The foreword written to the collection of these poems by Pauline
Buchanan Black, the Director General of the Tree Council, is indeed a
fitting tribute to the poetic skills of Felix Dennis. Two of the eye
opening sentences in the forward goes as follows: ‘By his own admission
Felix Dennis is a tree planter – he plants over 100,000 native broadleaf
saplings each year. The man clearly has poetry in his soul because only
someone who sees beauty in trees as a poet does would be inspired to
proliferate such beauty for the rest of us to enjoy.’ While this is the
forward, Dennis himself has quite a lot to say about his own creative
process. When the reader enjoys the poems and comes to the end of the
collection there is a note on the poems. This looks more like an
independent series of jottings from the pen of a sensitive creator.
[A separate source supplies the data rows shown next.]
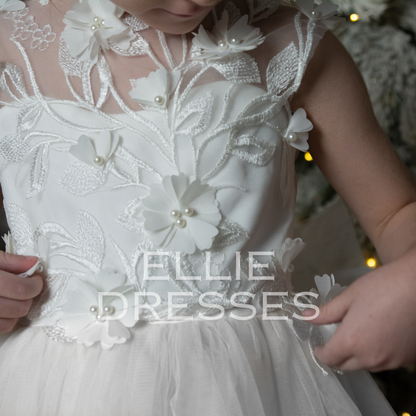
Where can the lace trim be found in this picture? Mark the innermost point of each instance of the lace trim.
(26, 28)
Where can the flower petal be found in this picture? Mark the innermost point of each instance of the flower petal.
(202, 233)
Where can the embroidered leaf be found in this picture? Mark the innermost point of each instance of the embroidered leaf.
(81, 179)
(200, 109)
(13, 148)
(14, 73)
(239, 68)
(38, 171)
(250, 155)
(230, 232)
(131, 218)
(20, 227)
(29, 115)
(90, 239)
(282, 70)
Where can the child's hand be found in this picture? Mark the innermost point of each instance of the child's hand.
(377, 316)
(16, 293)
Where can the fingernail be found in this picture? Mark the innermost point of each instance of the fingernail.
(31, 257)
(309, 312)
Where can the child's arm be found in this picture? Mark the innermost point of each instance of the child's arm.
(377, 313)
(16, 293)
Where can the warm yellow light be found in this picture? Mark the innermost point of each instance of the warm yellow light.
(308, 157)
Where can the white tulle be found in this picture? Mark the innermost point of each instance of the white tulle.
(221, 368)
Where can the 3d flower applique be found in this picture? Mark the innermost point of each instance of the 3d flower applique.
(324, 12)
(9, 248)
(90, 25)
(327, 290)
(181, 214)
(288, 252)
(297, 132)
(11, 5)
(85, 320)
(155, 89)
(222, 41)
(95, 151)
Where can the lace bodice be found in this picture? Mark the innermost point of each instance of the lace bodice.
(153, 161)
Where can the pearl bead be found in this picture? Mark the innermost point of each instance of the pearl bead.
(189, 211)
(159, 100)
(292, 137)
(181, 223)
(109, 310)
(99, 160)
(223, 44)
(94, 309)
(175, 213)
(100, 318)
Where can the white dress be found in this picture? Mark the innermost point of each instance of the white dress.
(159, 159)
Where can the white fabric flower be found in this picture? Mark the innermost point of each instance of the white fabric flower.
(222, 41)
(296, 133)
(289, 251)
(84, 321)
(328, 290)
(95, 151)
(156, 89)
(324, 12)
(91, 25)
(181, 215)
(11, 5)
(8, 241)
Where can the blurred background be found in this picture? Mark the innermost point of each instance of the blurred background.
(380, 35)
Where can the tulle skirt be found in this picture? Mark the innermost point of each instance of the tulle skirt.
(194, 368)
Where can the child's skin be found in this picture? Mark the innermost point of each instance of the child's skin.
(377, 313)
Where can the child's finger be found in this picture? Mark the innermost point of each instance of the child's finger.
(10, 308)
(334, 352)
(14, 287)
(332, 312)
(6, 325)
(16, 264)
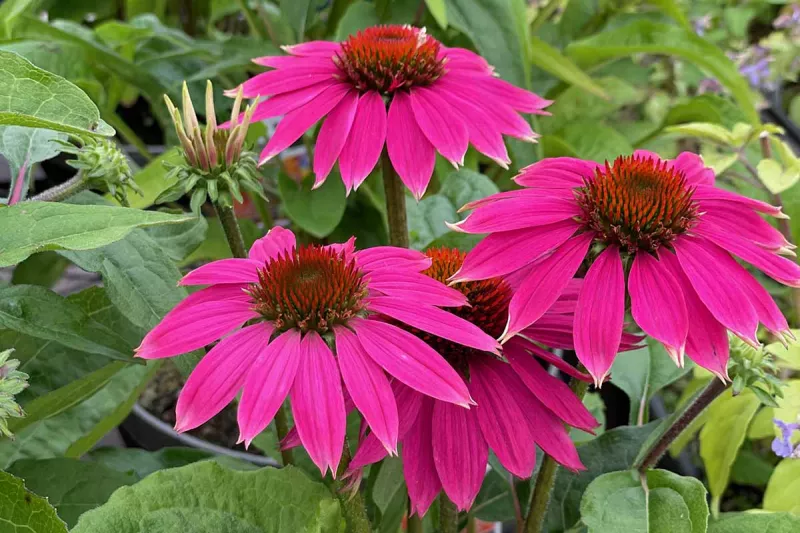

These jottings are in response to some of his own readings of his
poetry. He says that his poems had come to be written as a result of his
own inner compulsion. He notes the following:
‘I began writing poetry, unexpectedly in September 1999, while
recovering from a life threatening illness. I was then in my early
fifties –pretty late as these things go. One reviewer has observed that
I write ‘like a man obsessed’, perhaps I am subconsciously attempting to
make up for lost time. I attempt to write at least three hours a day on
the basis of Mark Twain’s dictum, that most inspiration comes from the
application of the seat of the pants to the seat of the chair’, and
constantly makes notes, having discovered that if a promising line or
subject arrives in my head, I must reduce it to writing immediately.’
This sense of his honesty is observable in his creative works. One
remarkable point is that he reads his poems like some of his
predecessors like Frost and Whitman. If I am not mistaken most Oriental
poets like to read their poems to an audience or even a small gathering.
This presumably is an age old literary tradition.
Tagore did it and Gibran did the same. But in this modern world
Dennis can afford to insert a CD (some readings of his poems) in his
book as an additional gift for the reader. His poetic creations are
simple and straightforward and does not contain any high flown
ambiguities and ideologies. The central message is the request to go
back to the nature and try one’s best self to perceive what it
This may not sound anything strange to us in the Orient. But the
point is that he tries to drive in is that one needs not be romantic or
go back to romanticism as a rediscovery in the literary history. Dennis
has a better standpoint where he observes the beauty of the nature and
its living condition which should not be polluted by human hands. He
sees the birds like owls rooks and eagles.
Then he is seen plucking cherries and other fruits as softly as
possible. On another occasion, he makes himself a self discoverer in the
abandoned woods. In his imaginary world he sees how strangers have come
to claim the woods as their inheritance not with the intention of
sensitively feeling in the pulse but merely for monetary gains. He makes
the reader feel that he is traversing the paths of the woods with him.
This collection of poems is well designed and well illustrated, a
remarkable factor in the modern publishing trends.